By Simon Miller
Europe’s bill for bailing out banks cost over €2,000bn (£1,709bn) according to Joaquín Almunia, the vice-president of the European Commission responsible for competition policy.
Speaking at the Strategies for Savings Banks and Landesbanken conference in Berlin today, Almunia said that between 2008 and 2009 EU member states spent around €2.34trn keeping their financial systems afloat.
In 2009 the cost came to €1,107bn with €827bn in guarantees on bank liabilities, €141bn in capital injections and €110bn on the relief of impaired assets. The bill for liquidity and bank funding support came to €29bn.
“The governments of the EU have had to commit large amounts of money to keep the financial system afloat and avoid the worst for the economy,” Almunia commented.
He continued: “Thanks to this unprecedented effort, Europe’s governments have averted the meltdown, but this does not mean that we can go back to the status quo before the recession.”
With the three authorities on insurance and occupational pensions, banking and securities, as well as the European Systemic Risk Board, introduced last month, the vice-president said that the crisis had “also showed that banks need both a strong capital base and sustainable funding sources to retain the confidence of the markets”.
He added: “In this regard, more sustainable business models for banks will be encouraged by the new prudential rules with capital requirements that will insulate banks form future shocks and liquidity ratios that will steer them towards more stable funding sources.”
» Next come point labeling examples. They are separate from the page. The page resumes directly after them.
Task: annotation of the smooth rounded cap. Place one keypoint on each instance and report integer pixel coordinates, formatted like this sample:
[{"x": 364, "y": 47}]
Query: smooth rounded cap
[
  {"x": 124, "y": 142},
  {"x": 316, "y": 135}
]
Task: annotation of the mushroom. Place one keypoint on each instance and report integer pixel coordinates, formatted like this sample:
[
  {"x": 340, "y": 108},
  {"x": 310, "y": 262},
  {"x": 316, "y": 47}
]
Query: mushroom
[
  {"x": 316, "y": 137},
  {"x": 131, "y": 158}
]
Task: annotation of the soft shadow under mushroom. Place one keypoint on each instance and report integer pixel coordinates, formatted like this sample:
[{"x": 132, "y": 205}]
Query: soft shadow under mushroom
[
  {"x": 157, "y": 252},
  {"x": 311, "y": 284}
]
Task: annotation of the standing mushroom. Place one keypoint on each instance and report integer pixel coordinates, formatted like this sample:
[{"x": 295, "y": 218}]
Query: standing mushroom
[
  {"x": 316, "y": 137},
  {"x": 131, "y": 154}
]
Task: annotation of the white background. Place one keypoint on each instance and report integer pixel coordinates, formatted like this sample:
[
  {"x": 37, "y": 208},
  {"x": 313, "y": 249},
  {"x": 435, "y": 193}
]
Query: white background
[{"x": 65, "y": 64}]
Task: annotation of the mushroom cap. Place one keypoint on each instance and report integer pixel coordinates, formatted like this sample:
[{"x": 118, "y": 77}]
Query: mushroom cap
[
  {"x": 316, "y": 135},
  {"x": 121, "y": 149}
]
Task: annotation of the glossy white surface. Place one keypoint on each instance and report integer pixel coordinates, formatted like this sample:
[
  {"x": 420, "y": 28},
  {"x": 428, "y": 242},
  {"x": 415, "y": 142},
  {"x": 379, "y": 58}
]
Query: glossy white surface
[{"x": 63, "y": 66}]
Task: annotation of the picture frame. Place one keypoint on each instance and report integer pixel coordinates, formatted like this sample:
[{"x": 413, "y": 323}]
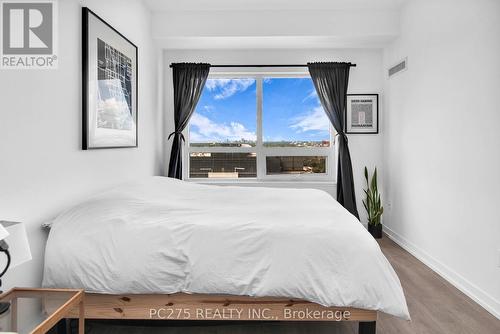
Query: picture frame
[
  {"x": 109, "y": 86},
  {"x": 361, "y": 114}
]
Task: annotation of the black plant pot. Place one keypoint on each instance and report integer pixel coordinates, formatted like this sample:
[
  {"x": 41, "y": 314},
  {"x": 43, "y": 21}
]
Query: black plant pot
[{"x": 375, "y": 230}]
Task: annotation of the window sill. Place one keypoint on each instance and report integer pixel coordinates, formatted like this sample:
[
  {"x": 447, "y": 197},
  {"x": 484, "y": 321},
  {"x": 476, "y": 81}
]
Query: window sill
[{"x": 262, "y": 182}]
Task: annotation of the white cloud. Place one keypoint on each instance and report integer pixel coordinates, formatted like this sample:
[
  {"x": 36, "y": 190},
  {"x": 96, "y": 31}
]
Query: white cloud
[
  {"x": 208, "y": 130},
  {"x": 228, "y": 87},
  {"x": 315, "y": 120}
]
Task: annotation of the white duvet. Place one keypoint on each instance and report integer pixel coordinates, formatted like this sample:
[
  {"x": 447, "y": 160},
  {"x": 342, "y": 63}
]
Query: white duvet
[{"x": 162, "y": 235}]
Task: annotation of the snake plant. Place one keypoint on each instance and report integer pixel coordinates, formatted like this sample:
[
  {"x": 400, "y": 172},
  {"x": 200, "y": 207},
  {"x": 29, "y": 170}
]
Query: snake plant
[{"x": 372, "y": 203}]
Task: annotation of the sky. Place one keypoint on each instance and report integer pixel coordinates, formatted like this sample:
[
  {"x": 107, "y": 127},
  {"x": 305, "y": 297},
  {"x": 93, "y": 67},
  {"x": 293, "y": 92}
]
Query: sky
[{"x": 227, "y": 111}]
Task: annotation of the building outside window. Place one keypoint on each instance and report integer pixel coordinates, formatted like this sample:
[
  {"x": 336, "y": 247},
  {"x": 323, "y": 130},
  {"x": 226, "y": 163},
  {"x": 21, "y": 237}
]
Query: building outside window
[{"x": 259, "y": 127}]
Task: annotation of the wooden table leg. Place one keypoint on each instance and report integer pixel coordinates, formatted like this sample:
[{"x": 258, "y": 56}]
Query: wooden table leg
[{"x": 81, "y": 319}]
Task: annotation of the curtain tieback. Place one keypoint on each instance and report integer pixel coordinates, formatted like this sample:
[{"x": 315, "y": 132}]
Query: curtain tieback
[
  {"x": 343, "y": 135},
  {"x": 176, "y": 133}
]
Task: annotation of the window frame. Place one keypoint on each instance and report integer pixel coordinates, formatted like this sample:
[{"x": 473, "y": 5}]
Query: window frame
[{"x": 261, "y": 151}]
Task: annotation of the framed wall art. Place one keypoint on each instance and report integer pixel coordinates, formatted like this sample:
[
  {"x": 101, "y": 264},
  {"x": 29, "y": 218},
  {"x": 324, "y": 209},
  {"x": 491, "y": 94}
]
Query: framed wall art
[
  {"x": 109, "y": 86},
  {"x": 361, "y": 114}
]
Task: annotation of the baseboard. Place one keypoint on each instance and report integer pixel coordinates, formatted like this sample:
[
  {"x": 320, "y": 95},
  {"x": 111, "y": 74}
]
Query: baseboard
[{"x": 471, "y": 290}]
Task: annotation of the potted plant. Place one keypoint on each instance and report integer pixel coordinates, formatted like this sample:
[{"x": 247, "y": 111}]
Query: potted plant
[{"x": 373, "y": 205}]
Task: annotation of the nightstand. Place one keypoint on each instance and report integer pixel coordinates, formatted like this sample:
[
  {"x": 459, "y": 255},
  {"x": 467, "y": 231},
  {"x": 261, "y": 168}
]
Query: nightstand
[{"x": 36, "y": 311}]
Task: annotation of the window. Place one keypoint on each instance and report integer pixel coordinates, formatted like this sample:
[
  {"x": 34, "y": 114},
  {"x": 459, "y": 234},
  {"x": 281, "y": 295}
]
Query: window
[{"x": 259, "y": 127}]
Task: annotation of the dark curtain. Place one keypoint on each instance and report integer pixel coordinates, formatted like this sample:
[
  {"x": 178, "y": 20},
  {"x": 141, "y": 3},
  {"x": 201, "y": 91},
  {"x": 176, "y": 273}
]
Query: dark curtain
[
  {"x": 189, "y": 80},
  {"x": 330, "y": 81}
]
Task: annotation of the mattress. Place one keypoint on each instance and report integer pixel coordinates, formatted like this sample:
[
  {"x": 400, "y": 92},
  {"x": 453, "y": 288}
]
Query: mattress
[{"x": 161, "y": 235}]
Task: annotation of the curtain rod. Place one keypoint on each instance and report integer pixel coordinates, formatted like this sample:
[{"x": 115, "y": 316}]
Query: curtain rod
[{"x": 276, "y": 65}]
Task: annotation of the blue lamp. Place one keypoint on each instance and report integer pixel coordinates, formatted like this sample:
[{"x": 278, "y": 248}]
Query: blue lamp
[{"x": 14, "y": 244}]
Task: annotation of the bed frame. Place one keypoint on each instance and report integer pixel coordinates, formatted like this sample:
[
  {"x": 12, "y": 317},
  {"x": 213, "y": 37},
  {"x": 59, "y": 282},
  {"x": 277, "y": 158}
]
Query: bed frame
[{"x": 196, "y": 307}]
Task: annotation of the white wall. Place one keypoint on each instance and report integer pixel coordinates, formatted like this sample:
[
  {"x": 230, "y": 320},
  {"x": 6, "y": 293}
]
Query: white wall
[
  {"x": 42, "y": 168},
  {"x": 271, "y": 29},
  {"x": 442, "y": 156},
  {"x": 366, "y": 150}
]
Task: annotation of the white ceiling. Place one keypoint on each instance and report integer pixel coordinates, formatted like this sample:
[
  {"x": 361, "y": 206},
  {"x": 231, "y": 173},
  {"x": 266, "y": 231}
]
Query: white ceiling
[{"x": 244, "y": 5}]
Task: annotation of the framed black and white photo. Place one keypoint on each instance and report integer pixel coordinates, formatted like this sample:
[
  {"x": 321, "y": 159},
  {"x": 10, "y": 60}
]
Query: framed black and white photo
[
  {"x": 109, "y": 86},
  {"x": 361, "y": 113}
]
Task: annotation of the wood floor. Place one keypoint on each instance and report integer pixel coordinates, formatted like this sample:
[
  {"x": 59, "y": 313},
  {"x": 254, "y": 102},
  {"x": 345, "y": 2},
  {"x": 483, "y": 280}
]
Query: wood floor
[{"x": 436, "y": 307}]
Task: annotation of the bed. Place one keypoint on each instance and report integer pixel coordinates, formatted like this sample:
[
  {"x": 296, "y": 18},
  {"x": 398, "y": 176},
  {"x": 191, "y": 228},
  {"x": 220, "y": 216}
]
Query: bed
[{"x": 145, "y": 248}]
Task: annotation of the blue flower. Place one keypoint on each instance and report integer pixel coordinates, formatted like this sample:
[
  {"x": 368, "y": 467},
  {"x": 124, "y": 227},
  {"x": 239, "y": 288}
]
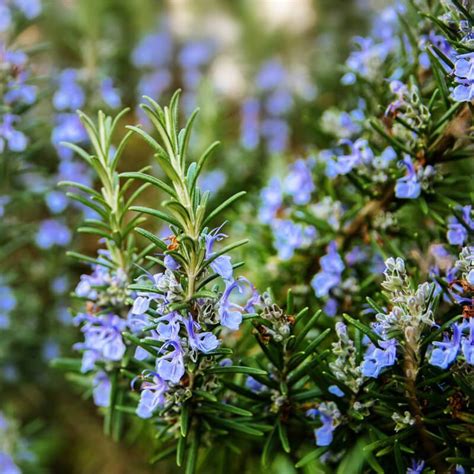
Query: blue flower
[
  {"x": 444, "y": 353},
  {"x": 409, "y": 186},
  {"x": 467, "y": 343},
  {"x": 335, "y": 390},
  {"x": 101, "y": 389},
  {"x": 330, "y": 274},
  {"x": 102, "y": 339},
  {"x": 10, "y": 137},
  {"x": 377, "y": 358},
  {"x": 152, "y": 396},
  {"x": 204, "y": 342},
  {"x": 170, "y": 366},
  {"x": 171, "y": 263},
  {"x": 230, "y": 314}
]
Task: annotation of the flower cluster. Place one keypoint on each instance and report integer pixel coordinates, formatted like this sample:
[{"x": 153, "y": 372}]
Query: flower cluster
[
  {"x": 275, "y": 209},
  {"x": 182, "y": 338}
]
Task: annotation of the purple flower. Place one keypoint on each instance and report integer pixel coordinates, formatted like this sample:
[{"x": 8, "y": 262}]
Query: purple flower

Alumnia reminded delegates of the proposed regulation to force the clearing of standard derivatives which “should prevent excessive risk-taking and abuse” and warned that “the deregulation era is over”.
He added: “These reforms will restore confidence in the financial markets and among depositors and will better prepare us to deal with market failures in the future. And in the event of a new crisis, the reforms will help ensure that its cost will not fall only on taxpayers.”